I work in the woods and I find all kinds of crazy shit at a rate of one or more a week. Favorite things were in abandoned house dumps in the Southeastern US Atlantic coastal states. A hundred years ago and more they used to just throw their trash down the holler in back of the house. So I'd dig through the pile looking for old coke and perfume bottles. I sold a perfume bottle from 1897 once for a hundred and probably still got ripped off.
I find half inflated mylar balloons constantly. After Valentine's day especially and they all say something like "I love you 4ever", I'm sure that's true until the balloon flies away.
The most disturbing thing I've found was a HUGE pink stuffed elephant along the North shore of Escambia Bay in Florida.

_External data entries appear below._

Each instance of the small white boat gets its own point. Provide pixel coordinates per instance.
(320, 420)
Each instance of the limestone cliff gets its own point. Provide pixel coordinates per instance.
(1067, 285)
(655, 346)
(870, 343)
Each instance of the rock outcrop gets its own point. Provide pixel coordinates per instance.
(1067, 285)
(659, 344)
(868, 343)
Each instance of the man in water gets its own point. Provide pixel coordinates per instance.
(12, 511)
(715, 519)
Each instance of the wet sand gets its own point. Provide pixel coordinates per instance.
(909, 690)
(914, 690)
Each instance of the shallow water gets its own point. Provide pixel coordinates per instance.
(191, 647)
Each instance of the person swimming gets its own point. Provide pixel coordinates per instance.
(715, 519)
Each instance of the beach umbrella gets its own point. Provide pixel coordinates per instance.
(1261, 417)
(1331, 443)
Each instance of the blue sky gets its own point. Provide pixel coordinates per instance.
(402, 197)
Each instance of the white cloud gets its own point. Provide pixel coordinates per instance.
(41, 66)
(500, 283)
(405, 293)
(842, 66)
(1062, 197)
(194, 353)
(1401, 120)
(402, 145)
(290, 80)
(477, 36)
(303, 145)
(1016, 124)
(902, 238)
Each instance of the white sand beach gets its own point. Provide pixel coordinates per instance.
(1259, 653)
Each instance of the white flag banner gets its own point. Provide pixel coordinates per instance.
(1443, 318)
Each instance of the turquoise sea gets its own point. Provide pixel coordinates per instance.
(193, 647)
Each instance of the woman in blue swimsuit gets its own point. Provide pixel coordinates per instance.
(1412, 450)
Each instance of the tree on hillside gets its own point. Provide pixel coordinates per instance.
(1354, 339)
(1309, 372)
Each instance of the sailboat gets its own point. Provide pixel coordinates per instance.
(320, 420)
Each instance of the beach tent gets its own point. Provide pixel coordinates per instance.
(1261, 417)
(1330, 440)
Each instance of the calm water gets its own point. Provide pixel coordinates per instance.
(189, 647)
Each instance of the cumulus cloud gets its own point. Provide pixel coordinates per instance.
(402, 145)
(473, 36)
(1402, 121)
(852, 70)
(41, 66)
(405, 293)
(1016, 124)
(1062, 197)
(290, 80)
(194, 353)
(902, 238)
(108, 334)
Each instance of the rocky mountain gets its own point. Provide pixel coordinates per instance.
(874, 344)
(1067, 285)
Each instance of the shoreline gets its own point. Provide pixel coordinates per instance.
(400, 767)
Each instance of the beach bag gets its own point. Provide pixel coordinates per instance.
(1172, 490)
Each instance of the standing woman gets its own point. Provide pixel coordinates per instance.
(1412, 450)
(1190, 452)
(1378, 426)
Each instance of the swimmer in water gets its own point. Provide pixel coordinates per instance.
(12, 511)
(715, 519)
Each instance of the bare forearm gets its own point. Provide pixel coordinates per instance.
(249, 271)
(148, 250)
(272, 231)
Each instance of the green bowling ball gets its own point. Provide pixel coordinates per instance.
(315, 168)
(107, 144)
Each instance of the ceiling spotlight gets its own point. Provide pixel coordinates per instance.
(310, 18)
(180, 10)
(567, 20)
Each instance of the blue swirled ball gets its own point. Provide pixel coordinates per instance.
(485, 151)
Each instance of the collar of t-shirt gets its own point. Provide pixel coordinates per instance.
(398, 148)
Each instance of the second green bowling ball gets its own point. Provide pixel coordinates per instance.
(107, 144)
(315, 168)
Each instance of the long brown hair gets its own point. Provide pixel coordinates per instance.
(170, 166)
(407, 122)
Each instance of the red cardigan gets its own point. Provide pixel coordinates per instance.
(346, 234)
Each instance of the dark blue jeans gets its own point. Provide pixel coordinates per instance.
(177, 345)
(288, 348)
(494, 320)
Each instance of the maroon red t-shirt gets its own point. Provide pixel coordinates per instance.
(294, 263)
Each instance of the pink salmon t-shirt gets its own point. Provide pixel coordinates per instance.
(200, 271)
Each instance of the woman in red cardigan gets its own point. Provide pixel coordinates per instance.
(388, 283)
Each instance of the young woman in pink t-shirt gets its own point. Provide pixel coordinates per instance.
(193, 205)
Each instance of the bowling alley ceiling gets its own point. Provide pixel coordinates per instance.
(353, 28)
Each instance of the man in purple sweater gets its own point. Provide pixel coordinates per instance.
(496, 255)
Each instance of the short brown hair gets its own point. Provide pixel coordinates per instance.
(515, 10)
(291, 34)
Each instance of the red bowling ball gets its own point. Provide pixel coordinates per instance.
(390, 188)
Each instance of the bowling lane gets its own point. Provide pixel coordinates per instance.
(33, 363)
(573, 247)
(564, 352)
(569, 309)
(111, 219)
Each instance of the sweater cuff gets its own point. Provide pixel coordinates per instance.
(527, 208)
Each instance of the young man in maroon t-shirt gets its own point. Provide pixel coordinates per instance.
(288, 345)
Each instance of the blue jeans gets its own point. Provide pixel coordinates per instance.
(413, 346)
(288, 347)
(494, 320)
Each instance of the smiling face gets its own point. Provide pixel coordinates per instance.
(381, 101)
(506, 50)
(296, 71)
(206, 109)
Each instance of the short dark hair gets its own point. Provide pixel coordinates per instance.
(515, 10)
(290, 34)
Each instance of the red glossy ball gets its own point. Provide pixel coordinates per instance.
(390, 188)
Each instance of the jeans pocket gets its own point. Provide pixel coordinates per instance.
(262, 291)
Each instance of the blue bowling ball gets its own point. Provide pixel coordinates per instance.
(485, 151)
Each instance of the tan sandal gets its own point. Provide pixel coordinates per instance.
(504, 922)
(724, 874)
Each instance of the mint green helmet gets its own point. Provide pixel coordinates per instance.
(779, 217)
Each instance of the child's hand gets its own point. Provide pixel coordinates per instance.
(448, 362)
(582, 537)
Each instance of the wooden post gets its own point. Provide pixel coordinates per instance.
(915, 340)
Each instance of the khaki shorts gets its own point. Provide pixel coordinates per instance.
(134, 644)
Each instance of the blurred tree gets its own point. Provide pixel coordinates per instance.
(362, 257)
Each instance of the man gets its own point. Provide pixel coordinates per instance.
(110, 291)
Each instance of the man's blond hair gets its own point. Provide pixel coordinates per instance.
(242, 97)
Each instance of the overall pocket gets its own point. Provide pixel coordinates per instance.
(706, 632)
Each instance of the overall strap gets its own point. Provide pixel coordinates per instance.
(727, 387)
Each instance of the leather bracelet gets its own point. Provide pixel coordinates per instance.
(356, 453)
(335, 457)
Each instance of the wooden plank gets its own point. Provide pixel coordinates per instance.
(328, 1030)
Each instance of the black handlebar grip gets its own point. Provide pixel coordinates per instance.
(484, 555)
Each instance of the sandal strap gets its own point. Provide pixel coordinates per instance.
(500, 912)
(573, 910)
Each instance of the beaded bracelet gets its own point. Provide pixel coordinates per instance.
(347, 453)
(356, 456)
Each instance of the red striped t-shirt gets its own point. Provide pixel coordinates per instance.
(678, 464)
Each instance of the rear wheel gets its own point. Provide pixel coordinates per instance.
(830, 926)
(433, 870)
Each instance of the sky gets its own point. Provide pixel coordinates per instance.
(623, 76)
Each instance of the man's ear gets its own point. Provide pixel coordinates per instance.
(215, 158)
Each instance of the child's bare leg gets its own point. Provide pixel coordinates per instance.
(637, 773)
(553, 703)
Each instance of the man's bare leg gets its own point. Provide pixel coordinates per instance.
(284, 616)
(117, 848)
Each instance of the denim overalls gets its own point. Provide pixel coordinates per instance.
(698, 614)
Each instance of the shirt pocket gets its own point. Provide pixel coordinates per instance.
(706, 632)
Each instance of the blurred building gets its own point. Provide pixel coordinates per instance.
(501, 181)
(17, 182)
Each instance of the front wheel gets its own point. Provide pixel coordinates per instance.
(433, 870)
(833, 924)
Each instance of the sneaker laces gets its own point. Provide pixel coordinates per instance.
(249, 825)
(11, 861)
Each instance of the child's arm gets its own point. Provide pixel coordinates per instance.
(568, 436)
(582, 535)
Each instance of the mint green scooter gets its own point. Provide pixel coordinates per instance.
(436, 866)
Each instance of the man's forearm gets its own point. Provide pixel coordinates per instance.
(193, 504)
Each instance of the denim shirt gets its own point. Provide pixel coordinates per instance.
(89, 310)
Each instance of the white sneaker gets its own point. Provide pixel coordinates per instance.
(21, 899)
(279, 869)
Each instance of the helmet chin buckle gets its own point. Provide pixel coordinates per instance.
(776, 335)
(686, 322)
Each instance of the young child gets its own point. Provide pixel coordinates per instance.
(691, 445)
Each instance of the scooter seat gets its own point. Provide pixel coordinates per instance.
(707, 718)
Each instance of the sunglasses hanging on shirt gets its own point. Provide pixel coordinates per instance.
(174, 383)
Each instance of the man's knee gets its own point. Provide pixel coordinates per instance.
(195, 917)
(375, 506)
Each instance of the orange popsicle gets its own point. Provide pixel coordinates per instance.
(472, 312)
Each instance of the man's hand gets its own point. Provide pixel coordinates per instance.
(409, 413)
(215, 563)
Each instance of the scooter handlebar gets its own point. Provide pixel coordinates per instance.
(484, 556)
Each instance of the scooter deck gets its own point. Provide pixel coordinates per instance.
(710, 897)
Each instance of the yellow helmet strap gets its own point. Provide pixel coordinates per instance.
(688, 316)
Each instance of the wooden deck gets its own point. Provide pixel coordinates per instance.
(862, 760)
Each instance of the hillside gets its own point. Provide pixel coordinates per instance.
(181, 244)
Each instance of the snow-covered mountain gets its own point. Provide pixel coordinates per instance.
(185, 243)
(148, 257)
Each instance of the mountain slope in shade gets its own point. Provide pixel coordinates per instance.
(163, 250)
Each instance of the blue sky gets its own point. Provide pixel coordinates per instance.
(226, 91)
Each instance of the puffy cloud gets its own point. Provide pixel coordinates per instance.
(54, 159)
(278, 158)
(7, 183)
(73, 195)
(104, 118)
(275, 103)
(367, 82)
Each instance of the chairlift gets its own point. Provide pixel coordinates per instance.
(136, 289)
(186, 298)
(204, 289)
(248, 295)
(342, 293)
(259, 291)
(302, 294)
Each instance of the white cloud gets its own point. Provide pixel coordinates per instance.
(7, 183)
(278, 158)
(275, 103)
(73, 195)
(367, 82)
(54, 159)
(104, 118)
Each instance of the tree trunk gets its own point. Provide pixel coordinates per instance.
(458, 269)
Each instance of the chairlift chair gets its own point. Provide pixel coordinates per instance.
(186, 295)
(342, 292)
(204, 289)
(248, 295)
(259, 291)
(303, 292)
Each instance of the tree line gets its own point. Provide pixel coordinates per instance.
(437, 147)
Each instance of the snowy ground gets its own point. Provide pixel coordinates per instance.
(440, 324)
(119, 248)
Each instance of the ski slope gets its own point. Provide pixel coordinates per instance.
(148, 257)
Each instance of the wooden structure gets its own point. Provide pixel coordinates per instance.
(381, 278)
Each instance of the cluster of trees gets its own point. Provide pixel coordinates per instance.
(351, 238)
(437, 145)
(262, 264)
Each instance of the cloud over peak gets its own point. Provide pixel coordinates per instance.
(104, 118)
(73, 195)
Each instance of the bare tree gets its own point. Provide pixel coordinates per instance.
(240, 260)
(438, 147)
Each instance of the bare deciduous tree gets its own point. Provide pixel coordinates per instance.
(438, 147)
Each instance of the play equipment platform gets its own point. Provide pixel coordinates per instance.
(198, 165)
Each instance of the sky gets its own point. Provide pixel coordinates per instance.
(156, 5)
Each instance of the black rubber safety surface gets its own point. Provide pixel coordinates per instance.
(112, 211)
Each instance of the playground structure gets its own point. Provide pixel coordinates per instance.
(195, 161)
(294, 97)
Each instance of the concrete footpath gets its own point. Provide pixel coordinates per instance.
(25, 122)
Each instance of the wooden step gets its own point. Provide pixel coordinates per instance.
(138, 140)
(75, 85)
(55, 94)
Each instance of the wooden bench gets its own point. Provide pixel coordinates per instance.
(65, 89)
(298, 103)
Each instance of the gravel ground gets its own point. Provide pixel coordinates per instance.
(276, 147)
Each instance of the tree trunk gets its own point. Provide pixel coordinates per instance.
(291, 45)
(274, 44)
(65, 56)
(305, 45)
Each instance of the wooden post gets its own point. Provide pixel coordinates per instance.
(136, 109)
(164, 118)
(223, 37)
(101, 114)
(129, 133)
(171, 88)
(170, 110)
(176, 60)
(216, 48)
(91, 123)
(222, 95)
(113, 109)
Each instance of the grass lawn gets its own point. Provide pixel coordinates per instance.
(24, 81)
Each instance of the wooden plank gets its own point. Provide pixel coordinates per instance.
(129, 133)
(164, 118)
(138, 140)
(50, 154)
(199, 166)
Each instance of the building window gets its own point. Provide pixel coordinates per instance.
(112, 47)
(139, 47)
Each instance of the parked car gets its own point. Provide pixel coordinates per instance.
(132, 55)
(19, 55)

It was devastating, deeply depressional, bc Hurricane Ivan had just ripped up thousands of homes south of that same Bay less than six months before that. There were still blue tarps on roofs everywhere. I thought about taking it off the shoreline and posting a lost and found ad but that seemed wrong. The elephant washed up so that it was actually standing on it's feet, just above the high tide line, kind of like that's where it always belonged. I mean, a stuffed animal washed more than a mile - probably, but at least several thousands yards - across a bay to land on it's feet on the other side. I did take a picture and the picture definitely fit the mood of the stuffed beast. It's an overcast day, the waves are white capping almost to it's feet and there sits the elephant, standing strong against the Storm. I think I still have that picture somewhere and while I haven't looked at it in a couple of years i used to look at it all the time when I started feeling sorry for myself. You get out of that picture what you want to take from it. If anything can be motivational and depressing at the same time, that picture is it. I suppose that doesn't fit the mood of the thread but hey, it's a stuffed pink elephant - where else, even on this site, can you fit that story in. Remember, it's rare that your circumstances will ever get so bad that you can't find someone else who is worse off than you - just ask pinky!


----------



## HemlockSaoirse (Jun 15, 2017)

Outside of the town I used to live in maybe 10-15 miles out there was an abandoned cabin in the woods and a large sinkhole next to it. Wandering around stoned I thought it was a good idea to climb down the hole and check it out. It was a collapsed cellar and still had a good bit intact. Scanning around with my light I damn near jumped out of my skin because someone hung a sex doll from a noose in one of the uncollapsed sections and I thought it was a body. There were also Polaroids of three different women laying around. It still fucks with me to this day.


----------



## Rob Nothing (Jun 15, 2017)

the wood can go both ways.. you see weird shit and you see beautiful shit and all the while just be glad you didnt run into any bears or poltergeists.. or sex dolls ( I am so sorry, man, thats creepy as fuck)


----------



## TheWindAndRain (Jun 15, 2017)

Itsnot the woods,but here is a good one where a redditor finds then revisits a filthy porn lair inside a bridge. Photos included



Any way to get this image to show up?










@Matt Derrick also had/has a good story on squattheplanet.com/old where they found a bloody dildo and other questionable things at a train siding in the woods.


----------



## HemlockSaoirse (Jun 16, 2017)

The fact that the bloody condom went missing between their trips is nuts. Great read though.


----------